To stimulate the economy in the past decade with interest rates pinned near zero, the Federal Reserve made promises about how long they would remain low.
Now, Fed officials are thinking hard about a new tool that would reinforce such promises by committing to buy Treasury securities in whatever amounts are needed to peg certain yields at low levels.
Fed officials aren’t prepared to announce any decision on so-called yield caps when their two-day policy meeting concludes Wednesday.
With rates near zero and unlikely to go lower, two other policy questions must get resolved first: how to manage their pace of bond purchases and how to communicate their long-run intentions, using so-called forward guidance.
Fed officials believe forward guidance helps stimulate demand after their policy rate is near zero because it sets public expectations about future policy, which influences the rates set by markets.
How they calibrate those two tools could determine whether and how they cap yields, which would function as a hybrid of both. The Fed hasn’t capped yields on Treasury securities since 1951, when it dismantled a stimulus scheme used during World War II.

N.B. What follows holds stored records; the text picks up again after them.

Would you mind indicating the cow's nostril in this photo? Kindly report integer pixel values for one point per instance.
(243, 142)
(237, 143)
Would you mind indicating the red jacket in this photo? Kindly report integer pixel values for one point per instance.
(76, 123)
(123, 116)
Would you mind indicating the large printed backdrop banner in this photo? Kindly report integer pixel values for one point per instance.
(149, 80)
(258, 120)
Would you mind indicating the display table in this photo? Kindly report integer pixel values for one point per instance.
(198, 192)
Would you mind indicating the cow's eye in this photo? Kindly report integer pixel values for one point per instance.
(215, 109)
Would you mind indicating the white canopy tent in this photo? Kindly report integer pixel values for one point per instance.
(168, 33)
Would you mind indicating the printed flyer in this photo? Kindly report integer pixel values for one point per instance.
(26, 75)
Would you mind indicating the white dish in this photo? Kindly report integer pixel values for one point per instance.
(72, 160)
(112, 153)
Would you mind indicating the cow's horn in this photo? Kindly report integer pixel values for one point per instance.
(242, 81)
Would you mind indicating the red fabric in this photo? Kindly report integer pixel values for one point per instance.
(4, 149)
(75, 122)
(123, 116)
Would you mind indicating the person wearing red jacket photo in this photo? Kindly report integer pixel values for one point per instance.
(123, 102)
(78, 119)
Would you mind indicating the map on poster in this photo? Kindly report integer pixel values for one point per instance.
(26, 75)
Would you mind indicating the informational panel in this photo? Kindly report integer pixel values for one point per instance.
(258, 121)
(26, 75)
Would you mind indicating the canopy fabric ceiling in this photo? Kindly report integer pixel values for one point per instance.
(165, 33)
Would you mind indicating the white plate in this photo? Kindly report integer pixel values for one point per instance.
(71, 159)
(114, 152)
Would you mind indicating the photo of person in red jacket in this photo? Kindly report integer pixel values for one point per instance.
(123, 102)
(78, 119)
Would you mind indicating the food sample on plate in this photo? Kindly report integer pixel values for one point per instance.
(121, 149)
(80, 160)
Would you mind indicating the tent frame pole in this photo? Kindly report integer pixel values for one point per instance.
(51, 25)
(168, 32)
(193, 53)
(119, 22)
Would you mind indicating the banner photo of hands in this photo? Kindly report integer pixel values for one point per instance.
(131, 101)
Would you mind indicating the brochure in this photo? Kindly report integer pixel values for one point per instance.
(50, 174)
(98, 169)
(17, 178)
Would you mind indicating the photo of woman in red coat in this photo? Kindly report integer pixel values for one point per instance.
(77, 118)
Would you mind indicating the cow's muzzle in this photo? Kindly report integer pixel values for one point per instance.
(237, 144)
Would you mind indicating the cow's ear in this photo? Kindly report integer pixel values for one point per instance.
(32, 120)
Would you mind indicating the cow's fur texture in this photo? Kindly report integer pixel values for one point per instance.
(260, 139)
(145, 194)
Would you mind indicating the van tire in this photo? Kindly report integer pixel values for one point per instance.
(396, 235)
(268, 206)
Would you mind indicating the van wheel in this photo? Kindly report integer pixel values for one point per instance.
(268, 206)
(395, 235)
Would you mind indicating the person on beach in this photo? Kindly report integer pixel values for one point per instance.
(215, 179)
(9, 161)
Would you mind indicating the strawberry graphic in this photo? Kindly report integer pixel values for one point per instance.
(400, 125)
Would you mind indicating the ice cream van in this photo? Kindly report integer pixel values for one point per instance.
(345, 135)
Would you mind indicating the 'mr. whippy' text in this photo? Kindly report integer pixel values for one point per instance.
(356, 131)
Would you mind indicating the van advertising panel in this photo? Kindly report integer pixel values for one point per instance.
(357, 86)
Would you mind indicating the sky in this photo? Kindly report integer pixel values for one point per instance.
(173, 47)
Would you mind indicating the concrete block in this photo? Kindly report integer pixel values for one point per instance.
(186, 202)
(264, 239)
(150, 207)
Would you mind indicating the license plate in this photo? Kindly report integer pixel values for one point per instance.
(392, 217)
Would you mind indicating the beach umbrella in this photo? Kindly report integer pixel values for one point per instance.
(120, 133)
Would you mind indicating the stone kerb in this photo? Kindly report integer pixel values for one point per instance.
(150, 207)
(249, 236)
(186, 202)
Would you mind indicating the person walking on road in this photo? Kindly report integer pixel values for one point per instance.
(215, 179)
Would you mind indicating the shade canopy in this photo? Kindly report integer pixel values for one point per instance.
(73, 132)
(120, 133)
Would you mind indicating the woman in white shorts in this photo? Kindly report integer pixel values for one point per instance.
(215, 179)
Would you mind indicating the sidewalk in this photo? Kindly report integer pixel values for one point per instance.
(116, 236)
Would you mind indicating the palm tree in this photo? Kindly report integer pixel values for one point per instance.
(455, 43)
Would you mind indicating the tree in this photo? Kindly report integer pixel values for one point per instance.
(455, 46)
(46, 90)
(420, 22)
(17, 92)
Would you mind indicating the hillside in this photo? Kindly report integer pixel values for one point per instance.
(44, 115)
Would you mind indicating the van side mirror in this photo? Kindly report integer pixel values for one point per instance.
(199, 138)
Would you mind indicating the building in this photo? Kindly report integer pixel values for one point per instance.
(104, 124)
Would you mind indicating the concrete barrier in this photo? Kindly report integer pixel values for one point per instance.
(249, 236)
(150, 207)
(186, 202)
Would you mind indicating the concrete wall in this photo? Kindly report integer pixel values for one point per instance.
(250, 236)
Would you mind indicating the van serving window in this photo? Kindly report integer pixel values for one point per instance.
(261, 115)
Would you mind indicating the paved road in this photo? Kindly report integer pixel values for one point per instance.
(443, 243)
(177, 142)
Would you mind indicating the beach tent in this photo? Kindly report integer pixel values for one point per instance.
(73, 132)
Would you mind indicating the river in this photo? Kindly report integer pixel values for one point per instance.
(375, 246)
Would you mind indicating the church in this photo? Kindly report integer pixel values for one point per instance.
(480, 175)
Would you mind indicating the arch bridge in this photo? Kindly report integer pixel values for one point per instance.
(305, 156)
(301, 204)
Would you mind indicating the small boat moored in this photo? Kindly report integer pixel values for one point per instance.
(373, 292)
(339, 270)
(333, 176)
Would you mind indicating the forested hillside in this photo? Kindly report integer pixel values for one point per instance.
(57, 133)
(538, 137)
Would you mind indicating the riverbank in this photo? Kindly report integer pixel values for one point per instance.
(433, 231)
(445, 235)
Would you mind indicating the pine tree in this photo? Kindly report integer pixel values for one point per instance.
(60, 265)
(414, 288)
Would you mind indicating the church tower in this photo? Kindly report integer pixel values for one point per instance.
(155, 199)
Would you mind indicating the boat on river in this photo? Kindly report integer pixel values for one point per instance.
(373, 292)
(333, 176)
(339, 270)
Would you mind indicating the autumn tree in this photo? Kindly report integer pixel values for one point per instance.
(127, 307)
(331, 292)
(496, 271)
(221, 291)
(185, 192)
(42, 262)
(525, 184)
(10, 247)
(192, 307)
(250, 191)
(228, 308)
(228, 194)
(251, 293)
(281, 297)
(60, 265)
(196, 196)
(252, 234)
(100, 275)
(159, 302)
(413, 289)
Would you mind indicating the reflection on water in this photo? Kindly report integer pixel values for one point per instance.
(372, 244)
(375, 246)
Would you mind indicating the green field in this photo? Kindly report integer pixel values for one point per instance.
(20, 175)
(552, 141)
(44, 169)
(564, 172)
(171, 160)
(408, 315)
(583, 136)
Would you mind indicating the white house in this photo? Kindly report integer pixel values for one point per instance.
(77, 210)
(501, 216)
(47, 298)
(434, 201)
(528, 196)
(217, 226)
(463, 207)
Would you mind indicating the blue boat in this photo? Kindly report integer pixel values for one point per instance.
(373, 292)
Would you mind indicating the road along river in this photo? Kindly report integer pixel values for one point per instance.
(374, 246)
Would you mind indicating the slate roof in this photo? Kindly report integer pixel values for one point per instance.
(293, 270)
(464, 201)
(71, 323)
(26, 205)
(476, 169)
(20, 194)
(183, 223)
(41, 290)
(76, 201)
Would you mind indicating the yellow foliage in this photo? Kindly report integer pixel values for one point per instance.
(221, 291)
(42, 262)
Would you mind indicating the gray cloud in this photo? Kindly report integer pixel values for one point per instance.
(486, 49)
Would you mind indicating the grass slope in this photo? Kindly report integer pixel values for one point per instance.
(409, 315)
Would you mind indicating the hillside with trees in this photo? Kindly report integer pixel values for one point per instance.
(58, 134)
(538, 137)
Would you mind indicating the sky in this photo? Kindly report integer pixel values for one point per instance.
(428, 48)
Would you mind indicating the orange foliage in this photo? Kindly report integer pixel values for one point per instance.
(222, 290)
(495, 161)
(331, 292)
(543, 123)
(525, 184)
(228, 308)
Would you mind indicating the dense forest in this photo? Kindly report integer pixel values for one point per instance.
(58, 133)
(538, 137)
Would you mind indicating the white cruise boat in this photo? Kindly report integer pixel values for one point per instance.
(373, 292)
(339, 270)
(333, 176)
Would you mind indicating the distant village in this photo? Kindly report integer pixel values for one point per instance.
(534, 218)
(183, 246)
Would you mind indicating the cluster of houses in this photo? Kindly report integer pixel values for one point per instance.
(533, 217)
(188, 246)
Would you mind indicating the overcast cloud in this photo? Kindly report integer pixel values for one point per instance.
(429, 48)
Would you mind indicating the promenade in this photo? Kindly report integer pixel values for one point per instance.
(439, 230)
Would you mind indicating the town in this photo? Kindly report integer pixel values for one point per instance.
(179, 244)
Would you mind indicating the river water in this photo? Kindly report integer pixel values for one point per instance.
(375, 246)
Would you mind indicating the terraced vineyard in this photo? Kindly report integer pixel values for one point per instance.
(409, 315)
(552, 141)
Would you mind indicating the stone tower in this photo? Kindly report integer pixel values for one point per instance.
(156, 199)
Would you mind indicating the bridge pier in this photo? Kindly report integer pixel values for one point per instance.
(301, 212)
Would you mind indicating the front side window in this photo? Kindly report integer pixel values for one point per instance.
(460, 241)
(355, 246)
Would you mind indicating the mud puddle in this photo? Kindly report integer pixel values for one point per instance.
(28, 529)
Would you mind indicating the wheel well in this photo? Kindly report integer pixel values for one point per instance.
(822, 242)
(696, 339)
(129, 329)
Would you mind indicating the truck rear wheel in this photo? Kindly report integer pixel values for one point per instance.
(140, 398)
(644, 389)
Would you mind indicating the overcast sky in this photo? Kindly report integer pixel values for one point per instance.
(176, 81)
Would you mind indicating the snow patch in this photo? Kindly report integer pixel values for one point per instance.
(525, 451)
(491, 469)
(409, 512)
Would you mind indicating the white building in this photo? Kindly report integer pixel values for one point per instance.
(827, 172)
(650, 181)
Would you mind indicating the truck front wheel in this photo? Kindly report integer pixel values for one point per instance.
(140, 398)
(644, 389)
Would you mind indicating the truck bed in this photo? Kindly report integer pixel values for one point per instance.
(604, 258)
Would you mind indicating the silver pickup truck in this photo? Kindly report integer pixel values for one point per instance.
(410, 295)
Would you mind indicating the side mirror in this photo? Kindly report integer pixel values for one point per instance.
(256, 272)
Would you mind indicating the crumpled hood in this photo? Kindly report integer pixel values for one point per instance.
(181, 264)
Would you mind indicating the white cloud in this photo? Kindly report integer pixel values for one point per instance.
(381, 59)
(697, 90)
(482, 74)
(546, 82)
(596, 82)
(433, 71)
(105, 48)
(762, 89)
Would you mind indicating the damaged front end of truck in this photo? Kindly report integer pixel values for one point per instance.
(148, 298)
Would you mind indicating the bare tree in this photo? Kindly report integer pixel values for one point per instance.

Fed officials are closely studying the experience of Australia’s central bank, which in March set a target of 0.25% for the country’s three-year government-bond yield and which has so far managed to keep it there without significant asset buying.
For the U.S., caps might work like this: If the Fed concludes it is likely to hold rates near zero for at least three years, it could amplify this commitment by capping yields on every Treasury security that matures before June 2023.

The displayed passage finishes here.